Architecture Without the Architect

The initial key to a successful out-migration of humans into the solar system and the larger universe, is the ability to prepare the ground ahead of human colonists. When human settlers arrive on Luna, Mars, Titan, and other potential colonies, they should find working habitats and vital infrastructure waiting for them.

Here are a few basic ideas on complex systems and autopoietic self-organisation which will likely form the foundation for more advanced techniques of seeding complex systems in hostile environments. The slides come from Rene Doursat, who lectures at Ecole Polytechnique and specialises in complex systems and morphogenetic engineering.
Complex systems and networks possess some interesting properties which distinguish them from most human-made systems and networks. It is the goal of morphogenetic engineers such as Rene Doursat, to learn to incorporate many of the more desirable properties of complex systems into systems which could be co-created by humans.
Complex systems can arise on multiple levels, all the way from subatomic particles up to the very universe itself. These systems tend to be decentralised, emerging from a more disordered substrate by the means of self-organising principles.
The individual agents vary between complex systems, depending upon the level on which they operate. Low level complex systems can act as agents themselves, of higher level complex systems.
Complex systems can display an intricate and highly functional architecture -- without having had the "benefit" of an intelligent architect. This self-organising architecture of complex systems acts as an inspiration for possible architectures of future complex systems which might be evolved and co-created for use by humans.

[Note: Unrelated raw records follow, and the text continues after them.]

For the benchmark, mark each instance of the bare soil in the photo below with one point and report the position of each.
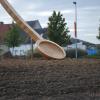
(40, 79)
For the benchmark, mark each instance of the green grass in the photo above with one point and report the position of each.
(96, 56)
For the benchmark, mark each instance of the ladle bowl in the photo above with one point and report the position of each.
(50, 49)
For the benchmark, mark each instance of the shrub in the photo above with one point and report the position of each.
(71, 53)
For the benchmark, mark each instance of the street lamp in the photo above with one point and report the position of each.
(75, 27)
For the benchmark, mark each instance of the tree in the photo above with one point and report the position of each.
(99, 33)
(57, 30)
(13, 37)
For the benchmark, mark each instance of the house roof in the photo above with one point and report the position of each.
(34, 24)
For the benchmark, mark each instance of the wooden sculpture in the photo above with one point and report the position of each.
(45, 47)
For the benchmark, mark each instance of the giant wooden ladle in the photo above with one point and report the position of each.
(45, 47)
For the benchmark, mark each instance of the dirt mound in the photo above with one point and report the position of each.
(40, 79)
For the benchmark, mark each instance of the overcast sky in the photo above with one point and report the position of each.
(88, 14)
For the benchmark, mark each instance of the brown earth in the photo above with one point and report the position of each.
(40, 79)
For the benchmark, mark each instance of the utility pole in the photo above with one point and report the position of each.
(75, 28)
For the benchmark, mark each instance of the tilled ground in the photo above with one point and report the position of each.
(39, 79)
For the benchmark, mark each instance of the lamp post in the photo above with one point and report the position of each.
(75, 27)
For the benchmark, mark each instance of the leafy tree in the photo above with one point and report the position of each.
(13, 37)
(57, 30)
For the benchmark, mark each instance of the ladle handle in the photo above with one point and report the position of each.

Such novel complex systems could serve to allow the survival and prospering of humans in locations which would ordinarily not support such complex animals which evolved in a much more suitable location (Earth) for their needs. In other words, the "seeds" of human-enabling complex systems could be delivered to hostile -- but strategically important -- locations, where they will proceed to build human-friendly micro-environments, habitats, and infrastructures.
Such intricate yet robust systems would necessarily need to be evolved and grown in a self-organised fashion, using the materials on hand. And yet these "system seeds" must be designed to serve their specialised function.

Naturally, there is the opposite approach which must be considered: A re-designed human animal more suited for the hostile environments likely to be met in space and on other space bodies.

Rene Doursat has looked at biological design (PDF) in ways which might be applied to such a project, in the future.

Such concepts can be applied to biological bodies AND biological brains, as well. In fact, the functioning of the human brain itself is a good example of decentralisation, emergence, and self-organisation -- a prototypical complex network.

So while human designs up until now have tended to possess rather simple and straightforward architectures, at the same time humans are capable of comprehending the nature of complex, evolved systems. The idea of incorporating the properties of complex systems into human designs is not so far-fetched, perhaps in part because of the way our brains work.

The understanding and harnessing of complex systems to human purposes, is a grand project. It is worth spending a good deal of time on, in the future.